Protective specific immunity induced by doxorubicin plus TNF-α combination treatment of EL4 lymphoma-bearing C57BL/6 mice

The therapeutic efficacy of a single (day 8), moderate dose (4 mg/kg, i.v.) of doxorubicin (DOX, Adriamycin) combined with recombinant human TNF-α (3 different doses and 5 different schedules, i.v.) was evaluated in C57BL/6 mice bearing an implant (s.c.) of the DOX-sensitive, TNF-α-resistant EL4 lymphoma. In parallel to monitoring survival, the levels of several host anti-tumor cytolytic effector functions of splenocytes and thymocytes were evaluated throughout the treatment period and in long-term survivors (LTS). DOX treatment alone resulted in a moderate (approx. 20%) increase in life span but no cures. TNF-α alone, at any tested dose or schedule, had little or no positive effect on survival. The combinations of DOX and TNF-α were only slightly better than DOX alone with respect to the time to death of mice that died (approx. 29% increase); however, each of the combinations involving 1,000 U TNF-α/injection produced a fraction (20% to 80%) of LTS. The host defense activities examined included those of splenic and thymic cytolytic T lymphocytes (CTL) and lymphokine-activated killer cells as well as splenic tumoricidal macrophages.
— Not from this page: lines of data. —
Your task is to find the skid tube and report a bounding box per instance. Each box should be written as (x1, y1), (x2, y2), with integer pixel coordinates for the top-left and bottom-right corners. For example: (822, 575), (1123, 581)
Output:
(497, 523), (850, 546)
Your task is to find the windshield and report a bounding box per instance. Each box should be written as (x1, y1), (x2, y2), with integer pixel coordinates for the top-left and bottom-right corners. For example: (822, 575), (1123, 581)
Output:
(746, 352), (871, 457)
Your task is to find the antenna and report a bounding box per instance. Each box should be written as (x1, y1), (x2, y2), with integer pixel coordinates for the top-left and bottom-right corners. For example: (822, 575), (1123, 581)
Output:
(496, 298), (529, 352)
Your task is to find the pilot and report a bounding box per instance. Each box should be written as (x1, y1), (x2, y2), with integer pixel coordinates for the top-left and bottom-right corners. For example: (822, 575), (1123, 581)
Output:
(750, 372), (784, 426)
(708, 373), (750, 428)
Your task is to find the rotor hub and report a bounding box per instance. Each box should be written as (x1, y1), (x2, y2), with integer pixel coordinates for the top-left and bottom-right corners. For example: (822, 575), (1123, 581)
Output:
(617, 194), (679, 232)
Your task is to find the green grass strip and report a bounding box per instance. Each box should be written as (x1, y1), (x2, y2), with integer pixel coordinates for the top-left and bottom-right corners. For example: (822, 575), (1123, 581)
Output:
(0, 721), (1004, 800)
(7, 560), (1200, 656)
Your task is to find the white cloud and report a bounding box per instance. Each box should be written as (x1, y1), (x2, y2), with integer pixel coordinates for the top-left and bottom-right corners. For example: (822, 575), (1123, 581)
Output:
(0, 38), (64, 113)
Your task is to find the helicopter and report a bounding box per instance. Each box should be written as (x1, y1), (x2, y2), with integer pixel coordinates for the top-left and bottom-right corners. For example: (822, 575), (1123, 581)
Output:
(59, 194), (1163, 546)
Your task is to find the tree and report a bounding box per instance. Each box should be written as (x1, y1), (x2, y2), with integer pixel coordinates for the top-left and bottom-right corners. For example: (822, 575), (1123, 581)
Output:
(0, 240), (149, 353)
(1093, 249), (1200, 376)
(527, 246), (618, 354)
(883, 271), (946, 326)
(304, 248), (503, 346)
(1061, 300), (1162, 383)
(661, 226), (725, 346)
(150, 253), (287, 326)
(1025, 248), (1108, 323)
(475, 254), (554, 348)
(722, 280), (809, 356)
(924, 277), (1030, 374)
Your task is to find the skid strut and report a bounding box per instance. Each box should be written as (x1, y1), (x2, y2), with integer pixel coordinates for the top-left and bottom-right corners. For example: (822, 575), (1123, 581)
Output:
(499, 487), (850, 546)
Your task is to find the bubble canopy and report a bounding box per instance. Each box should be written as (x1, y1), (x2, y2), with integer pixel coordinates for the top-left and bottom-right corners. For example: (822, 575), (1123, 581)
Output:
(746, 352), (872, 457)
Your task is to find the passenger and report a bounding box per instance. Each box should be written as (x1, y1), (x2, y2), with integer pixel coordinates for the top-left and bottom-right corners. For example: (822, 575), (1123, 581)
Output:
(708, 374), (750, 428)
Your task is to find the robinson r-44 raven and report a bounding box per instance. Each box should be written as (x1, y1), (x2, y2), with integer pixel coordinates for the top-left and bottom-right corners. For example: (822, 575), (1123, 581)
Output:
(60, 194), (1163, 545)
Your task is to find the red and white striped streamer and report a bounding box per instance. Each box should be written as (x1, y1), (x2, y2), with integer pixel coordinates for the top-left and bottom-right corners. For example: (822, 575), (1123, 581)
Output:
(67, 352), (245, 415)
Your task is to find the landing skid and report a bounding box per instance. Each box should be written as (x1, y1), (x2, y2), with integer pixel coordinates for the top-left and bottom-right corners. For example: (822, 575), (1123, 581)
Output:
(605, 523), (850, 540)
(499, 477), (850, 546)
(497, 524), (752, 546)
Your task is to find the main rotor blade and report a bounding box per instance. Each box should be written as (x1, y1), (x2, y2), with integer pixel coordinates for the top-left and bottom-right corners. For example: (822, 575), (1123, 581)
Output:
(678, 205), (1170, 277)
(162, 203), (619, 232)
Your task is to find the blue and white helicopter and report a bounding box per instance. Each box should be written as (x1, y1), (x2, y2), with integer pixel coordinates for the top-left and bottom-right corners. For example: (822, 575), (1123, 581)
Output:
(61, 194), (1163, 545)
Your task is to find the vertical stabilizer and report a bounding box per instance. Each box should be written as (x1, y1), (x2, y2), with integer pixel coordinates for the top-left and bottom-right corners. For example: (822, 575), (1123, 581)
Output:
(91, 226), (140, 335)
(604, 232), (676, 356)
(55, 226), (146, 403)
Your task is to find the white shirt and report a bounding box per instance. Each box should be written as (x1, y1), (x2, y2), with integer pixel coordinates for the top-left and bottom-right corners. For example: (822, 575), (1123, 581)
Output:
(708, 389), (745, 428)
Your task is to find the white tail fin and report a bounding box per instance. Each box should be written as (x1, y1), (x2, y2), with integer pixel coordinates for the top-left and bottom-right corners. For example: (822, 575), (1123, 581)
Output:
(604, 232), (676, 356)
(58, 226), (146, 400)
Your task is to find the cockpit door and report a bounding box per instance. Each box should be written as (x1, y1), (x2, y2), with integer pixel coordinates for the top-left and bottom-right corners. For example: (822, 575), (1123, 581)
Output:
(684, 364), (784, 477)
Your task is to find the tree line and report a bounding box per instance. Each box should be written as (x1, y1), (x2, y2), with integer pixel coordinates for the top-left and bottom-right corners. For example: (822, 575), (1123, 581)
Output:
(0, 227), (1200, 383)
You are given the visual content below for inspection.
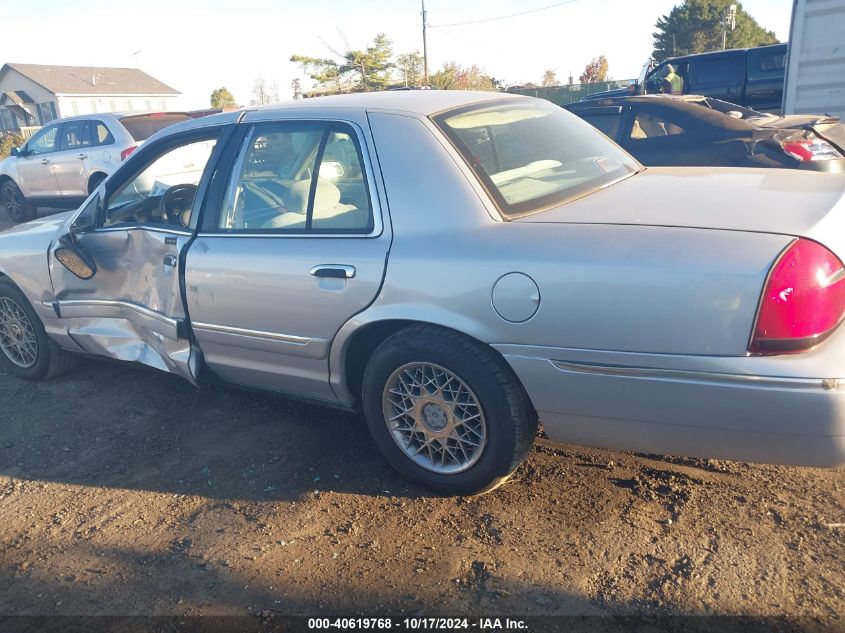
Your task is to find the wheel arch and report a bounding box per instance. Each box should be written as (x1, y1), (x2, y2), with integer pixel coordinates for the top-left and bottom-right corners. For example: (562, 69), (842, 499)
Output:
(332, 317), (536, 414)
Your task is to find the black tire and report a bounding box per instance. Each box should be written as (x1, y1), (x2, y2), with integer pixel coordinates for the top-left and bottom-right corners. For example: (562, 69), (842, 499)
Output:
(0, 180), (37, 222)
(361, 325), (537, 495)
(88, 174), (106, 196)
(0, 279), (78, 380)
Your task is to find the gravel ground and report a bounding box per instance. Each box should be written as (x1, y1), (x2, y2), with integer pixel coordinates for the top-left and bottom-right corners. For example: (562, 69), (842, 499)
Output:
(0, 207), (845, 630)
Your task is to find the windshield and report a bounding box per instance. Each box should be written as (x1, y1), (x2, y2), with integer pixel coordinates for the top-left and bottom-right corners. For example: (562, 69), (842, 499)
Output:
(120, 113), (191, 143)
(433, 99), (640, 217)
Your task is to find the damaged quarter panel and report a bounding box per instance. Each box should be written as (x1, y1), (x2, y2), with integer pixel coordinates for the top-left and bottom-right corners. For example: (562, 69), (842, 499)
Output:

Although most activities were modulated by tumor growth and/or treatment, only CTL responsiveness appeared to correlate with survival. CTL activity in the treated groups with LTS was significantly higher than in control groups late in the treatment period. Finally, ex vivo analyses of splenocytes and thymocytes together with the rejection of implanted tumor at 17 months established that LTS displayed specific long-term immune memory. Int. J. Cancer 87:101–109, 2000. © 2000 Wiley-Liss, Inc.